Blessed are the gentle, for they shall inherit the earth
Jesus again gives us a different measure of success in this beatitude just as He has in all the others. Most people say that the person who is aggressive and pushes to get their way is the successful person.
But Jesus says, no, it is the person who has complete control over their strength, power, and emotion who is blessed. It is the person who can rein in their desires and their anger that is the successful person.
This makes no sense in almost every culture because success is measured by your material possessions and the power to order others to do what you want. But Jesus does not measure ultimate success in these terms. He tells us in various places in the scripture and directly in Mark 12:30,31 that it is loving relationships that are true, ultimate success.

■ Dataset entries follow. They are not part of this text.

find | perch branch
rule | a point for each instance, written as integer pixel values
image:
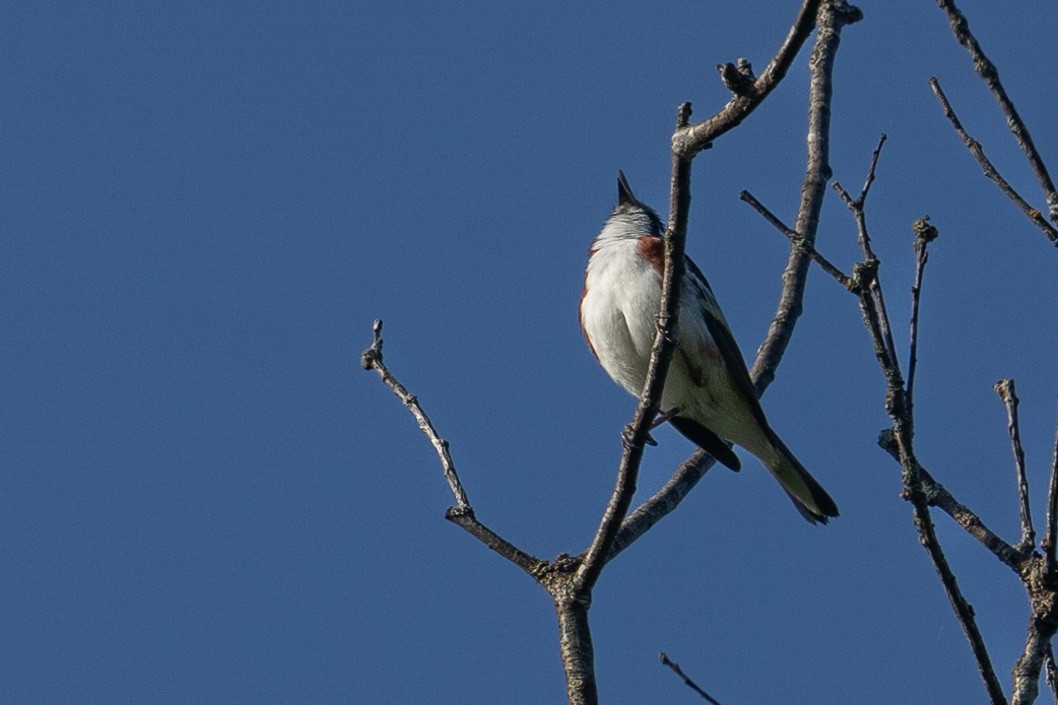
(664, 344)
(988, 167)
(989, 74)
(834, 15)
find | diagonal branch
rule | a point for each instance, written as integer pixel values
(1051, 537)
(462, 513)
(798, 240)
(988, 167)
(989, 74)
(664, 344)
(687, 681)
(371, 359)
(833, 16)
(700, 136)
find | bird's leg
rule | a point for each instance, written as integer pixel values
(658, 420)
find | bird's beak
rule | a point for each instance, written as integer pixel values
(624, 195)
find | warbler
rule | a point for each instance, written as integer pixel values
(708, 395)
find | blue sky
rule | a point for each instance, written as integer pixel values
(205, 500)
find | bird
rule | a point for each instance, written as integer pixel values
(708, 395)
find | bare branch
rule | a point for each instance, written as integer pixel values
(688, 682)
(961, 606)
(577, 650)
(1026, 671)
(1005, 390)
(834, 15)
(876, 319)
(669, 496)
(989, 74)
(925, 233)
(664, 501)
(1051, 535)
(937, 495)
(695, 138)
(464, 518)
(989, 169)
(1052, 674)
(371, 359)
(798, 240)
(462, 513)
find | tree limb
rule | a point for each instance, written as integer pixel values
(989, 74)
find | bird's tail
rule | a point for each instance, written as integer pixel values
(808, 495)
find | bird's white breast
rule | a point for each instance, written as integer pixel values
(622, 291)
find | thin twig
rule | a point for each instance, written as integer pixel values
(989, 74)
(1051, 536)
(700, 136)
(664, 344)
(1005, 390)
(834, 15)
(371, 359)
(876, 318)
(925, 233)
(1026, 670)
(1052, 671)
(662, 502)
(462, 513)
(688, 682)
(937, 495)
(989, 168)
(798, 239)
(961, 606)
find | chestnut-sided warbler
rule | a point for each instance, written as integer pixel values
(708, 395)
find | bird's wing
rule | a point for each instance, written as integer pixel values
(726, 344)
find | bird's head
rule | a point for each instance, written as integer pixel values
(632, 217)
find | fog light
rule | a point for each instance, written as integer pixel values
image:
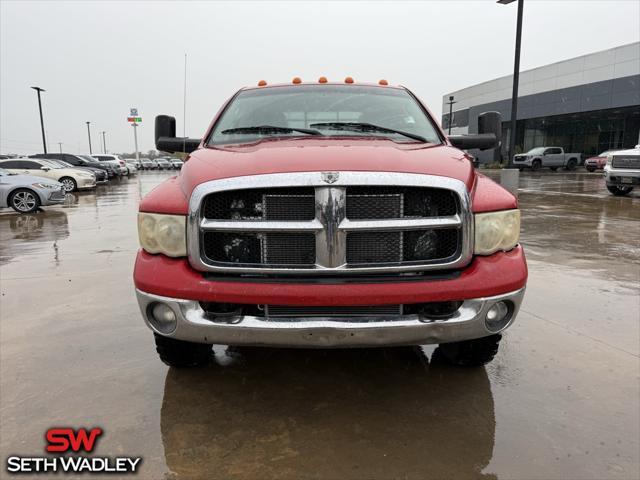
(162, 317)
(497, 316)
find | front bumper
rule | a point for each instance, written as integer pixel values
(622, 177)
(486, 280)
(467, 323)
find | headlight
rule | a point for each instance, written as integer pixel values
(163, 234)
(496, 231)
(50, 186)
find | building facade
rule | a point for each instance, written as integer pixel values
(586, 104)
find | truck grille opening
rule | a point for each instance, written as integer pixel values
(260, 248)
(233, 312)
(368, 203)
(293, 204)
(397, 247)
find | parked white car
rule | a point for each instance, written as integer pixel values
(113, 159)
(25, 193)
(547, 157)
(70, 178)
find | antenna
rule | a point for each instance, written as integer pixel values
(184, 108)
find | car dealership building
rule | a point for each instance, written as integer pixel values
(586, 104)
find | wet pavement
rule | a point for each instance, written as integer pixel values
(561, 400)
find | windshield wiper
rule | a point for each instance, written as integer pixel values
(270, 129)
(367, 127)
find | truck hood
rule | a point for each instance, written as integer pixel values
(310, 155)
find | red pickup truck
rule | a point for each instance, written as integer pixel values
(328, 215)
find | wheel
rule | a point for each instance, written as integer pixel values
(68, 184)
(24, 200)
(470, 353)
(178, 353)
(619, 191)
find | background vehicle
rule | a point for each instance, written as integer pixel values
(622, 171)
(25, 193)
(598, 162)
(71, 178)
(101, 174)
(164, 163)
(114, 160)
(311, 243)
(547, 157)
(78, 161)
(146, 163)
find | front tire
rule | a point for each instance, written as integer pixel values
(619, 191)
(68, 184)
(24, 200)
(470, 353)
(178, 353)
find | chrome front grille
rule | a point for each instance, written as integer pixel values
(620, 161)
(299, 223)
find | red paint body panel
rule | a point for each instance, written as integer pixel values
(167, 197)
(488, 196)
(486, 276)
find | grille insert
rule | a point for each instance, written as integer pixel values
(397, 247)
(260, 248)
(369, 203)
(261, 204)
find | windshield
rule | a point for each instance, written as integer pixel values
(332, 110)
(537, 151)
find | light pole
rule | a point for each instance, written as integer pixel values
(135, 139)
(450, 103)
(44, 141)
(516, 79)
(89, 134)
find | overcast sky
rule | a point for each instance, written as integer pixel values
(97, 59)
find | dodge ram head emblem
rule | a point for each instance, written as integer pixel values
(330, 177)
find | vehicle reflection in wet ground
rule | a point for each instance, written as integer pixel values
(561, 400)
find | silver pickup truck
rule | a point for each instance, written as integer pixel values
(622, 171)
(547, 157)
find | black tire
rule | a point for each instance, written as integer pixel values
(24, 200)
(619, 191)
(69, 184)
(178, 353)
(470, 353)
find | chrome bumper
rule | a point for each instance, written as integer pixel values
(193, 326)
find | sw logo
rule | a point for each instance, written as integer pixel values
(66, 440)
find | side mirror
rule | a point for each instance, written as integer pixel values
(489, 134)
(166, 140)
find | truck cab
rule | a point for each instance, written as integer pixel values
(328, 215)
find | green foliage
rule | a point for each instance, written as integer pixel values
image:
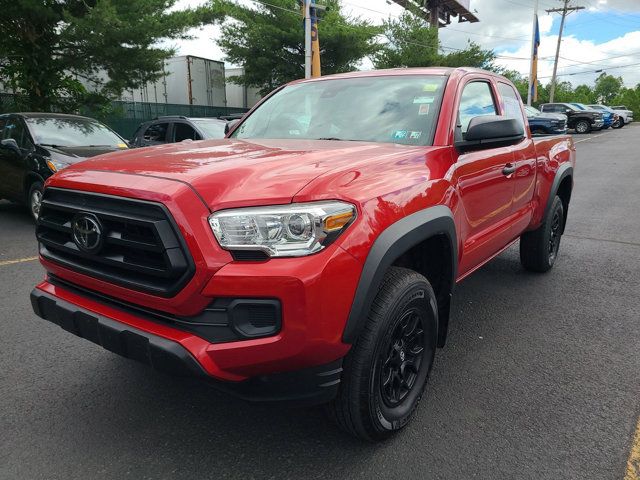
(630, 98)
(268, 40)
(607, 88)
(411, 42)
(53, 49)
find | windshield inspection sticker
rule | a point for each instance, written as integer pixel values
(425, 99)
(400, 134)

When you grasp this, you realize that Jesus is totally correct. If you want deep interactive and caring relationships, you must have your emotions, aggressiveness, and desires under control. Relationships are not like possessions, power, and money. They require give and take, selflessness, and even sacrifice — whether the relationship is with God, spouse, children, colleagues, friends, etc.
You cannot sustain quality relationships if you are constantly angry, rebellious, or selfish. All of us instinctively know that relationships matter most. No one ever says on their death bed, “I wish I had spent more time at the office.” We wish we had spent more time with our family, with our friend, with God. It is relationships that matter most and that requires meekness, gentleness, and deference.

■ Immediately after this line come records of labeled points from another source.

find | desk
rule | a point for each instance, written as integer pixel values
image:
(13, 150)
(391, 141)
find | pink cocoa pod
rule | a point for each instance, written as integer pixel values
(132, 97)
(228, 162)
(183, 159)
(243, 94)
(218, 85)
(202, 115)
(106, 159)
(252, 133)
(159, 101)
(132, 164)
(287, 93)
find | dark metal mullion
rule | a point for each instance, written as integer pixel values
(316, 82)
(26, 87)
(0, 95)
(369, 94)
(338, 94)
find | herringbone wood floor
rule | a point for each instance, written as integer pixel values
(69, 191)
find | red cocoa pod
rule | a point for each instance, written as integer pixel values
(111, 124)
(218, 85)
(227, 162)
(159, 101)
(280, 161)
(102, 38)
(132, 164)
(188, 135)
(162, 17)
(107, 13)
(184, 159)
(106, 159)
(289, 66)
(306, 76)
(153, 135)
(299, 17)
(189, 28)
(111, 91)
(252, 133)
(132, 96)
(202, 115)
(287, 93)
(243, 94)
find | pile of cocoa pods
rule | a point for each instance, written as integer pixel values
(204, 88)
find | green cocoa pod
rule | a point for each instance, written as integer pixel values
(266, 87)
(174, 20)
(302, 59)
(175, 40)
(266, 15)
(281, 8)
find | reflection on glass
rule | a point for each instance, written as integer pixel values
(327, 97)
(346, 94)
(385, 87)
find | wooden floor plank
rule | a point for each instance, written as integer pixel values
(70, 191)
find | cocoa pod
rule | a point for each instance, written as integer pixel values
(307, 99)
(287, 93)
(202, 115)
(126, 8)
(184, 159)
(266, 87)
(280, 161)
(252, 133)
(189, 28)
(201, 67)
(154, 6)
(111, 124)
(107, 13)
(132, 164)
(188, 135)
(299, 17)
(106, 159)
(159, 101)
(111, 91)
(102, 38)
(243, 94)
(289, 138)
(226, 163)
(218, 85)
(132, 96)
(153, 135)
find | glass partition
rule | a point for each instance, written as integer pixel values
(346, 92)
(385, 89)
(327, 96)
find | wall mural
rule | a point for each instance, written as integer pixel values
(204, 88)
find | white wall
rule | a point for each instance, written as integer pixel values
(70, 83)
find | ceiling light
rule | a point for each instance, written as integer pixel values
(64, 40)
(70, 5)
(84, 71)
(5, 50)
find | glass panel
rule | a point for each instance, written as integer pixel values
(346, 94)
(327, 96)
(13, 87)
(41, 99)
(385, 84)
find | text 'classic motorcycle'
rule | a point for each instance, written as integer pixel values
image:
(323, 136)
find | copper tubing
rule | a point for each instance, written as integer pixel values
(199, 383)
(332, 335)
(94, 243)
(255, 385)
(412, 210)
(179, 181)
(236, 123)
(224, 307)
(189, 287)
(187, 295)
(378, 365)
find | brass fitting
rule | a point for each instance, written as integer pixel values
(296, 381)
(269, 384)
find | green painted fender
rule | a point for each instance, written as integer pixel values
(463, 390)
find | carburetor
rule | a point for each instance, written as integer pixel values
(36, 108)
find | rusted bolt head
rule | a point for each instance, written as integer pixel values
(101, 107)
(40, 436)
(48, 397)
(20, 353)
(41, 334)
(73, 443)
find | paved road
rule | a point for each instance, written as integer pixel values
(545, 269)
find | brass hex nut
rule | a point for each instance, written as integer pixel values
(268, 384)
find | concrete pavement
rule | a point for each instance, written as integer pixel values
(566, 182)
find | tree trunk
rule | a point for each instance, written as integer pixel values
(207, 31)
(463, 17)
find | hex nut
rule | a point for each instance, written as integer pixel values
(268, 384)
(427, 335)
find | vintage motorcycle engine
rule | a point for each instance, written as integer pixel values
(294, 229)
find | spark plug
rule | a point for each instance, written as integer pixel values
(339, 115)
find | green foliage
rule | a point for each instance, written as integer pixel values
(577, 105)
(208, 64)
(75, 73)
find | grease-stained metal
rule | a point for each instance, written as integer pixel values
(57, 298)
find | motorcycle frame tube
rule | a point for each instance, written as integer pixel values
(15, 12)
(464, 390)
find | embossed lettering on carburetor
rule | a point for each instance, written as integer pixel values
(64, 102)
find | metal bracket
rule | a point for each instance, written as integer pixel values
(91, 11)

How do I know if I have developed meekness?
Can you control your anger?
Do others (especially bosses) consider you a rebel?

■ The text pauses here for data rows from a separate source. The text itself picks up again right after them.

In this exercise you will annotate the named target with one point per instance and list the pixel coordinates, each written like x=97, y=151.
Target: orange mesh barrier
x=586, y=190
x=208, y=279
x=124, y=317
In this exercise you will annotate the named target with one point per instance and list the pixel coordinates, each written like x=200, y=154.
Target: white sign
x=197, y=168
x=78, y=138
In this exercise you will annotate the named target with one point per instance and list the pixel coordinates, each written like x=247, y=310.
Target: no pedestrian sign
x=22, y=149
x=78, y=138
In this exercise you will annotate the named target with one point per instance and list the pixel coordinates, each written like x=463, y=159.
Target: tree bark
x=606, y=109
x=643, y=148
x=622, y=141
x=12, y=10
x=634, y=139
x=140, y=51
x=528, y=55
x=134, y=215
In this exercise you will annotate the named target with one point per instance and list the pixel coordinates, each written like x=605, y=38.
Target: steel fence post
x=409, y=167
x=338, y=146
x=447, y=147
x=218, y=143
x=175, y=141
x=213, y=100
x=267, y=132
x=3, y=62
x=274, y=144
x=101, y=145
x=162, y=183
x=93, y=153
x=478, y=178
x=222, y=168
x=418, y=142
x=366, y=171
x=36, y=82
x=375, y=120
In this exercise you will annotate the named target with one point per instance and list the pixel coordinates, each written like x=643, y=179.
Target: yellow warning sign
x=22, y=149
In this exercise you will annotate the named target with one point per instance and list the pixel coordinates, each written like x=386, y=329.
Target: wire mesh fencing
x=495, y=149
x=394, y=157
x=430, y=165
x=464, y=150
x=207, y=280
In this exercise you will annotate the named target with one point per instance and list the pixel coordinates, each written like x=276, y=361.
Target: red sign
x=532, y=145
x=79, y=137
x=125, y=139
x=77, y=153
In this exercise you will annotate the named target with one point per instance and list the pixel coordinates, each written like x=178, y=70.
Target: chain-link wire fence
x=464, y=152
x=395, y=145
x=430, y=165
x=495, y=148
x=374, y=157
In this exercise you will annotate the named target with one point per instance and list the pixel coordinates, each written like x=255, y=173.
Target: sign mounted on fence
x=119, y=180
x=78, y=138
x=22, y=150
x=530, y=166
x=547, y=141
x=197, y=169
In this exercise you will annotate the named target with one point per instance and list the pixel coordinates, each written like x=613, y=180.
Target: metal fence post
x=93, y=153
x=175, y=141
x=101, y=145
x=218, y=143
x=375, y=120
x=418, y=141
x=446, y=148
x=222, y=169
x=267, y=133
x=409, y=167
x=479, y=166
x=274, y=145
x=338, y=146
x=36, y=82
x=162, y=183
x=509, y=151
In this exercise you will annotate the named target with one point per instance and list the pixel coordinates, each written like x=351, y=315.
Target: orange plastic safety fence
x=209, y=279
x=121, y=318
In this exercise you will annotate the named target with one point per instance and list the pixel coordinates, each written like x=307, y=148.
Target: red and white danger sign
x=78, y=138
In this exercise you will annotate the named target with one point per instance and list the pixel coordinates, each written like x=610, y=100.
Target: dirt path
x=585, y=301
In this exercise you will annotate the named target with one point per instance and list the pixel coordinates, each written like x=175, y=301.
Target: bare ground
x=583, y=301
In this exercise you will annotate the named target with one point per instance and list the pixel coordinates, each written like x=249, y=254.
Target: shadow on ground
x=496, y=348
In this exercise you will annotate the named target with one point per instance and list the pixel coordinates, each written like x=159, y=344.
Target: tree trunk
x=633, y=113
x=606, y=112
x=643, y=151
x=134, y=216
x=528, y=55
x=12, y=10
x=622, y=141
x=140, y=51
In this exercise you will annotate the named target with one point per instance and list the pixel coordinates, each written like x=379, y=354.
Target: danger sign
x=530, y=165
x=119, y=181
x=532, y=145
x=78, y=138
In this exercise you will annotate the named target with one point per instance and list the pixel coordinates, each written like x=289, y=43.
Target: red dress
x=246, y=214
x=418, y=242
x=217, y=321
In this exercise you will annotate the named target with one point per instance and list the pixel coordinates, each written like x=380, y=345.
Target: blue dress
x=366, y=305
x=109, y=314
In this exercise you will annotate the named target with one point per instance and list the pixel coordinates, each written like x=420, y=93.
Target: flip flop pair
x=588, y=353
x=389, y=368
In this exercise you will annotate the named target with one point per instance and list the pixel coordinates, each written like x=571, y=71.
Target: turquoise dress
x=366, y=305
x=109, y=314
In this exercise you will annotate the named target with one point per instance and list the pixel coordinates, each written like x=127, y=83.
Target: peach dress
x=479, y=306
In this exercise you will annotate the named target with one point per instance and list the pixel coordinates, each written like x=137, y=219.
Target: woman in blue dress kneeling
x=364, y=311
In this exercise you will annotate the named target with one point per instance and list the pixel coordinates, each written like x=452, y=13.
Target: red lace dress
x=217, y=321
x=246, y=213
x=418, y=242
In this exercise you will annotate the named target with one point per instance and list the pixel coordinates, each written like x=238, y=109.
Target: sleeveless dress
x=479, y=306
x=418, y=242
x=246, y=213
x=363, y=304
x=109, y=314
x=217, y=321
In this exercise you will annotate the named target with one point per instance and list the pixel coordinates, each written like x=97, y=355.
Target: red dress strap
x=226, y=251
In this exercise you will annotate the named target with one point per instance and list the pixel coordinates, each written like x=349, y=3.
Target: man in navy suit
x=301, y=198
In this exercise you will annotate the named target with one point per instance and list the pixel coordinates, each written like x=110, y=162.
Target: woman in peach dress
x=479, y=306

Can you give up your thing and do their thing out of deference?
These are the basic meekness tests. Can you grow in these areas? “Yes” or Jesus would not have put this information in the Scriptures.
How do you do this? Meditate on verses dealing with your being meek.
James 1:25,26. See yourself as being slow to speak, slow to anger, and quick to listen.
Ephesians 6:1. See yourself obeying and following the directions of your God-given authorities instead of fighting them.
Matthew 7:1-3. See yourself not judging the personal preferences of others around you. It does not matter if they dress differently. It does not matter if they like different pursuits. It does not matter if they talk differently. You are not their judge. Even if you are their official authority, don’t make a decision on a surface basis.
* This material is copyrighted © by Gil Stieglitz who retains all rights to the material. The verses quoted are taken from the NASB Bible 1995 edition.